I covered my toe in tinctured rose petals. What a charming thing to do! Instantly cooling, instantly calming and within half an hour the swelling was going down. I was able to walk on it within a couple of hours (shedding rose petals as I went, equally charming) and by afternoon it was clear the infection was gone, all danger had passed. I kept it up for 48 hours, just to be sure. Now the toe is perfectly normal; still a bit of an ache around the joint of course, but hey, it was dislocated, that's to be expected.
But because I love roses so much, it wasn't just the toe that got the treatment. I took drops of rose tincture under my tongue, I brushed my hair with rosewater, and rinsed my eyes with a saltwater rosewater combo in the eyecup. I was head to foot roses. I was well and truly rosed.
And then something remarkable unfolded.
Like the petals of a flower in the sun, my whole being opened up. The hard shell of a winter's worth of worries broke off, fell away. I looked back at the weeks leading up to the day I first jammed that toe. I tried a little trick I know - pretend you're looking at a dream, and the events of your life are symbols. What was the toe about, then? What did it mean?
You know, it's common to say that our bodies are telling us something, sending us messages. I see it more as them asking us questions. That jarring, painful slamming of the toe asked me - do you know where you are? Where are you going? Where do you stand? Are you where you want to be? Are you balanced?
First it was dislocated - that's something out of place. Then it was infected - something festering inside. Both are probably true but here's the best part - how did I respond? Did I seek outside help and use industrial medicines?

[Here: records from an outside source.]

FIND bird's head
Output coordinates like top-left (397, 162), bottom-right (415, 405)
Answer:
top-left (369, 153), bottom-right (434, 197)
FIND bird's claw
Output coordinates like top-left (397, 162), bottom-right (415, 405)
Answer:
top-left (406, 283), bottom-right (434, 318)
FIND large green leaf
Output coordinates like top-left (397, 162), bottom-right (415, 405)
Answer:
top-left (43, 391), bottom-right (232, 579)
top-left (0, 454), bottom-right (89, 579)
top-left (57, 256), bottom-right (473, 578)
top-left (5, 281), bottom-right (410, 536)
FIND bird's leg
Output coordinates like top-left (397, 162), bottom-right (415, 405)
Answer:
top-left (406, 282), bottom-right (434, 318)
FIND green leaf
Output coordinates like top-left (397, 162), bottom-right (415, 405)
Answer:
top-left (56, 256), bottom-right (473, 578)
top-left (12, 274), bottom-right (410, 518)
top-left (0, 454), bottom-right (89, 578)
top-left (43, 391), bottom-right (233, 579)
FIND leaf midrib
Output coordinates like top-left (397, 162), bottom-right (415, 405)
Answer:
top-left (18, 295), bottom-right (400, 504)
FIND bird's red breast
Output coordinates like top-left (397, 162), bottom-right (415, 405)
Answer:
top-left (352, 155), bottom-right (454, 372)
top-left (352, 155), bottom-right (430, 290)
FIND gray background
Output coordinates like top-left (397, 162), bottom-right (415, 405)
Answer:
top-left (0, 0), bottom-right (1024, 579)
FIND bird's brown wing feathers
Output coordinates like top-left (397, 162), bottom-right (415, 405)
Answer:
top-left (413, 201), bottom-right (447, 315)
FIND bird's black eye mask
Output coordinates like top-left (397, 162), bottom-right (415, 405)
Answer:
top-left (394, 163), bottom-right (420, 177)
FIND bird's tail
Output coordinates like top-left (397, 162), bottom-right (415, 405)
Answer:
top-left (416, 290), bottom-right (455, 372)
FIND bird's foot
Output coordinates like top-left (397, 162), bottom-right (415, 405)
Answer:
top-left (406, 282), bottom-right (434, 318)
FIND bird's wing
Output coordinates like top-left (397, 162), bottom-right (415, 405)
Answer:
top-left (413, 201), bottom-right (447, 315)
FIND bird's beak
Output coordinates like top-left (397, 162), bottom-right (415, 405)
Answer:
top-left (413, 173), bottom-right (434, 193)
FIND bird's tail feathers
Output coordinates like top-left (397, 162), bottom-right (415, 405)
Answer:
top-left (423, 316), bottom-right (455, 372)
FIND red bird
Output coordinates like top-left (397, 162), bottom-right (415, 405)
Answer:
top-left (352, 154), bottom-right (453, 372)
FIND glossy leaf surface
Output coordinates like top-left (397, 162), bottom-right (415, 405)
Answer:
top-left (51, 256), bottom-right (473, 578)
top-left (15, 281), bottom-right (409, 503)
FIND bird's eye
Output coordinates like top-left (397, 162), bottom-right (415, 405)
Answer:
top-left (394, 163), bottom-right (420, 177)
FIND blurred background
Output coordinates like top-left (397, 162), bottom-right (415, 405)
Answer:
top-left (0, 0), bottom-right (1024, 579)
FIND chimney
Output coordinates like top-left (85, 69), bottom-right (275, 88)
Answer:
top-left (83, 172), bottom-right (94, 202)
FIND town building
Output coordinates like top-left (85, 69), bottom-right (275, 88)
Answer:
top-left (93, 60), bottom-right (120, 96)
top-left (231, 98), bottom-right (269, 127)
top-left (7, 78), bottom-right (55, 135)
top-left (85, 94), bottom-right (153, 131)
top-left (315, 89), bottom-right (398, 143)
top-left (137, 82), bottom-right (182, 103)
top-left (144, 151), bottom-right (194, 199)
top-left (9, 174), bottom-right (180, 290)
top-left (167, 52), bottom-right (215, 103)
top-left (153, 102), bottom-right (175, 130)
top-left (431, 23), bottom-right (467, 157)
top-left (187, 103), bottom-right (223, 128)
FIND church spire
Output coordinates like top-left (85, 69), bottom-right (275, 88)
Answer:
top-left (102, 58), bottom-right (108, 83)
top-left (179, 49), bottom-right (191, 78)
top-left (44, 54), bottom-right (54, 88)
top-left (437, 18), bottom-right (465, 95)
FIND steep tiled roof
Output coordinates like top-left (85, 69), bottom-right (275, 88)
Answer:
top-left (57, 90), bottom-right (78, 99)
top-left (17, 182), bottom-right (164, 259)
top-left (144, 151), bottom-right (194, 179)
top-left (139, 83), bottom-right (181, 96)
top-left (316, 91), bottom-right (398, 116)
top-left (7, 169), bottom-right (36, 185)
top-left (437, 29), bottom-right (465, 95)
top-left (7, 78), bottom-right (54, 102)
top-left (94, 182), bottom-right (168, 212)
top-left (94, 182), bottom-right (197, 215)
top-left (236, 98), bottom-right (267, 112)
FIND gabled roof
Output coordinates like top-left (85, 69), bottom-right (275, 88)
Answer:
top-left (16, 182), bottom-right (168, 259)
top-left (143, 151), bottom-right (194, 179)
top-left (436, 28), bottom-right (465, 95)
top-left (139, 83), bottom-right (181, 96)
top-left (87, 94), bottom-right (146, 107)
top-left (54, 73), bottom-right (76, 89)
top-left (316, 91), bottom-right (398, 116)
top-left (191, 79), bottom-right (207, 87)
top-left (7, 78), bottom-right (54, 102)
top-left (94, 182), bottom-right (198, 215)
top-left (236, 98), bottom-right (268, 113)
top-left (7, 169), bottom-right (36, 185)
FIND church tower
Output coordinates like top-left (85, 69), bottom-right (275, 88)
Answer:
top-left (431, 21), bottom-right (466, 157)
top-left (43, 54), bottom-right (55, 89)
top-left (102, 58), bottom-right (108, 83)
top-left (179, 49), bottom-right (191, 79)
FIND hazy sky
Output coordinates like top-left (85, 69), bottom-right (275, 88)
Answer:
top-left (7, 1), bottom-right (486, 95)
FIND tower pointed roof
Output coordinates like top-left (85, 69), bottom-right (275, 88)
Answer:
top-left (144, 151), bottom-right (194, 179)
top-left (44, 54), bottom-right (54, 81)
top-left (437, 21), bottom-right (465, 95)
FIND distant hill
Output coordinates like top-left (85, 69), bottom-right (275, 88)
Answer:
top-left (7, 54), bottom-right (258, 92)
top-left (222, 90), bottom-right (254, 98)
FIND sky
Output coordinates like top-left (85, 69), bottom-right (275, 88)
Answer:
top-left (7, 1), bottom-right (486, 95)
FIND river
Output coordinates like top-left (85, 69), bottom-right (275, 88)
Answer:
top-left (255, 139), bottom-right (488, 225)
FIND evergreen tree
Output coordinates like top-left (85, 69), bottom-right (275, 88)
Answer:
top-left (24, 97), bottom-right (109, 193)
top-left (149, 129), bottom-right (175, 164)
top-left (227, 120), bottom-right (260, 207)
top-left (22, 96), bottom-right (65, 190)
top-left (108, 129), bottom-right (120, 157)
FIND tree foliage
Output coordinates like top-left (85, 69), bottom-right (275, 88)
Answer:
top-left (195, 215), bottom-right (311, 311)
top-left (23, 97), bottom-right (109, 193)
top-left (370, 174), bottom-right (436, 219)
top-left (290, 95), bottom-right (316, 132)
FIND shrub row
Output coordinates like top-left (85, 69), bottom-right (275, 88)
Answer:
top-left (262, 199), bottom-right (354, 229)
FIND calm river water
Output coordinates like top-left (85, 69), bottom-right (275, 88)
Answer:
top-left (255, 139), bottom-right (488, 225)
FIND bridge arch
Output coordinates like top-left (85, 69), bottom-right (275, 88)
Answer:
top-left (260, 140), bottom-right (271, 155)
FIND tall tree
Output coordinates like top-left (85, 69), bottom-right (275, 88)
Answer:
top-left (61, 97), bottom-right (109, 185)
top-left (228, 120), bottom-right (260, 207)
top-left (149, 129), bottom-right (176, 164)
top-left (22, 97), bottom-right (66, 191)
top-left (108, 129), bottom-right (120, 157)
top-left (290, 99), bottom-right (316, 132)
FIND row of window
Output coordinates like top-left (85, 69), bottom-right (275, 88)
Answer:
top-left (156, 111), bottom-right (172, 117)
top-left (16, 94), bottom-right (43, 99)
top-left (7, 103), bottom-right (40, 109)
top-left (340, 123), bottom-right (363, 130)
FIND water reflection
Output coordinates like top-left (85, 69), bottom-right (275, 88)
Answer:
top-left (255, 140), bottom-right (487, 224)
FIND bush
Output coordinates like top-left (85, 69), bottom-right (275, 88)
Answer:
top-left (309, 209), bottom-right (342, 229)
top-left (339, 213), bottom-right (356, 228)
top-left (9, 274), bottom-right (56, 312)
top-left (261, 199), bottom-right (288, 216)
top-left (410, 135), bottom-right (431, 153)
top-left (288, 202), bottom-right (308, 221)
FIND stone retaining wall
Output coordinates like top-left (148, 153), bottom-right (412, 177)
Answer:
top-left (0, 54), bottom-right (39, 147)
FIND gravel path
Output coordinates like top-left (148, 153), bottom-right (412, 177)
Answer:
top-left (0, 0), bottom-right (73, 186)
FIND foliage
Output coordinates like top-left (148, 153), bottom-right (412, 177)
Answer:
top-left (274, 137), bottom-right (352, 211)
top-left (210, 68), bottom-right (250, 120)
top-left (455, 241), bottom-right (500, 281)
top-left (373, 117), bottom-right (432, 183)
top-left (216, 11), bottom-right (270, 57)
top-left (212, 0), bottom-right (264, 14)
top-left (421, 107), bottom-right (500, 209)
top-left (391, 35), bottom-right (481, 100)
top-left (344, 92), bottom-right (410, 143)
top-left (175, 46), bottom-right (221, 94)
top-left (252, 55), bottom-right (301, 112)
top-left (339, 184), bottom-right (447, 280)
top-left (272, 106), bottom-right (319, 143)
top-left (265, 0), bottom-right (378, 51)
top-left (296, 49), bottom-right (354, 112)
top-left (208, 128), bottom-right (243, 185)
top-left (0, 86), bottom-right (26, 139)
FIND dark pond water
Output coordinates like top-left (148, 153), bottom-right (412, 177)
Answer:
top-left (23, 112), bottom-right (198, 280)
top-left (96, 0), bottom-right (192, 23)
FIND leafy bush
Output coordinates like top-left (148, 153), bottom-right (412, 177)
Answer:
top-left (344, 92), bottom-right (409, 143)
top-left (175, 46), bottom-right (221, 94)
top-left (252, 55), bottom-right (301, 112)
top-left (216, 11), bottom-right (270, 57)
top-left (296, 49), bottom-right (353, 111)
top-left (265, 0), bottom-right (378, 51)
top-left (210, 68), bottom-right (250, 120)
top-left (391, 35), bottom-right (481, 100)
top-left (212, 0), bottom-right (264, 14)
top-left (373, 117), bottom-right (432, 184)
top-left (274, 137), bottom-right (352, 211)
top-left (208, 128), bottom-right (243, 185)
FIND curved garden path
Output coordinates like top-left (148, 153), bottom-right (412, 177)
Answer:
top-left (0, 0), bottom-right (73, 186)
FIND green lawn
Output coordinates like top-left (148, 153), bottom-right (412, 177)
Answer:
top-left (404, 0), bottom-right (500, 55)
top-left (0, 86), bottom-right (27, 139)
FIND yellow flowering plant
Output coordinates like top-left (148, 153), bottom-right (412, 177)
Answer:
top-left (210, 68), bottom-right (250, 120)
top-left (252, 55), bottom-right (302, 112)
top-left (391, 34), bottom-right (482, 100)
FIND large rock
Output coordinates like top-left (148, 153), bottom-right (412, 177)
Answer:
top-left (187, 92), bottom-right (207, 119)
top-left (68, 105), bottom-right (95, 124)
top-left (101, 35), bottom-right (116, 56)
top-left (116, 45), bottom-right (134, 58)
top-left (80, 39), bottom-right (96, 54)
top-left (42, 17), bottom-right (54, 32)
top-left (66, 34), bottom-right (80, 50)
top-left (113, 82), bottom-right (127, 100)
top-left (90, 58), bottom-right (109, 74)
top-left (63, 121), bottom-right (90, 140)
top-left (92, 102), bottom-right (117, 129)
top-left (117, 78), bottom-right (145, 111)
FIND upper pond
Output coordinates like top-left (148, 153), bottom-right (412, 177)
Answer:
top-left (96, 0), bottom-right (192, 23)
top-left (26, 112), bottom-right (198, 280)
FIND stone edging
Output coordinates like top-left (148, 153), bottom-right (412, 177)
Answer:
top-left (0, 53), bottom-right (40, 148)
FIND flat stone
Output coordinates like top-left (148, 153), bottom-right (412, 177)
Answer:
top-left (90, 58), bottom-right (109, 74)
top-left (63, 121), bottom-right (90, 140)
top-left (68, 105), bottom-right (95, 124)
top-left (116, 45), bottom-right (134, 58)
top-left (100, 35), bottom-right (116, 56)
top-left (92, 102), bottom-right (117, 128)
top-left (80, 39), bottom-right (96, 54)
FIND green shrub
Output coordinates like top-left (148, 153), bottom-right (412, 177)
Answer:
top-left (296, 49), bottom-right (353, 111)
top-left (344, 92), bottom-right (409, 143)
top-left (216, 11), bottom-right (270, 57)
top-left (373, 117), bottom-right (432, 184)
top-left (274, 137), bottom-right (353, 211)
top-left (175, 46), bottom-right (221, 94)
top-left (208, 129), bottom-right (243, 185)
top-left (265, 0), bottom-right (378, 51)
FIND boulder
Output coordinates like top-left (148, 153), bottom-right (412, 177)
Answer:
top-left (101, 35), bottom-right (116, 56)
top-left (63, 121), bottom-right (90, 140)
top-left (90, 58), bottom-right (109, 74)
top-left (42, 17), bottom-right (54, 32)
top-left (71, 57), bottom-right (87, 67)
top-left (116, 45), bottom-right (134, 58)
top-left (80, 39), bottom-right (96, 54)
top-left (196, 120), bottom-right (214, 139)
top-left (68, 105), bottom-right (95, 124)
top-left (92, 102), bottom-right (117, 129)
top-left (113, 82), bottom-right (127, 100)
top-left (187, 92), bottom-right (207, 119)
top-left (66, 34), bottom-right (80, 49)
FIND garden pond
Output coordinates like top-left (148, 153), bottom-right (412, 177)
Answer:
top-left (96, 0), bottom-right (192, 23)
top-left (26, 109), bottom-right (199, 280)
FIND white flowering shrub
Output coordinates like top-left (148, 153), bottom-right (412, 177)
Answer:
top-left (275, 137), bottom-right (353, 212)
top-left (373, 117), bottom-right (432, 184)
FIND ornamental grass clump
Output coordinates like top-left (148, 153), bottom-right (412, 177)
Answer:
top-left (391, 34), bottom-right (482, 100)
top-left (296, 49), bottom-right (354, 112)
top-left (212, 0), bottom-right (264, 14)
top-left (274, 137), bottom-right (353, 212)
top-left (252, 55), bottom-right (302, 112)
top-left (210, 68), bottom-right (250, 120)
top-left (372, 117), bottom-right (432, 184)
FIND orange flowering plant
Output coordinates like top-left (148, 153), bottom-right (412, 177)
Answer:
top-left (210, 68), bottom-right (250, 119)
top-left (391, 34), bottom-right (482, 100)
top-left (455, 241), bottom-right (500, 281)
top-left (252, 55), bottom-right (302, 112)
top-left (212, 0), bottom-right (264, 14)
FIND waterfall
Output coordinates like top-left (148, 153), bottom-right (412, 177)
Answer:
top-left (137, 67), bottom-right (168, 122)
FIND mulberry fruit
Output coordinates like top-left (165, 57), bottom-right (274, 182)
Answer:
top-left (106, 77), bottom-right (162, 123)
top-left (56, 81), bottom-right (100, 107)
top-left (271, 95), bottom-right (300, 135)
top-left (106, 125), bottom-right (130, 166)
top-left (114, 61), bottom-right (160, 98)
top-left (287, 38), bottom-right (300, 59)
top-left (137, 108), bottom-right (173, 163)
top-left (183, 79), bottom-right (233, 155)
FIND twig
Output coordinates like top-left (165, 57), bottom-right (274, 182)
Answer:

No. I used the stuff of my garden, God's garden, if you will - comfrey the comforter first, and then rose, the beautiful. I responded to my own needs with the loving gifts of the Creator. I may be in need of a tune-up here and there (aren't we all?) but I know where I stand - with Creation. With faith born of experience and experience gained through faith I responded, listened and learned. I learned something about comfrey and rose and I learned something about myself too.
When we reach for industrial medicine, aren't we turning our faces from God? Maybe that seems harsh to someone who doesn't yet have the know-how to use their homegrown plants .. but how do you think I got the know-how? It was through faith. So I would suggest to those who long to dip their toe (ha!) into this world, keep your heart on track. You'll get it. Creation will send you the teachers you need - human and plant, both.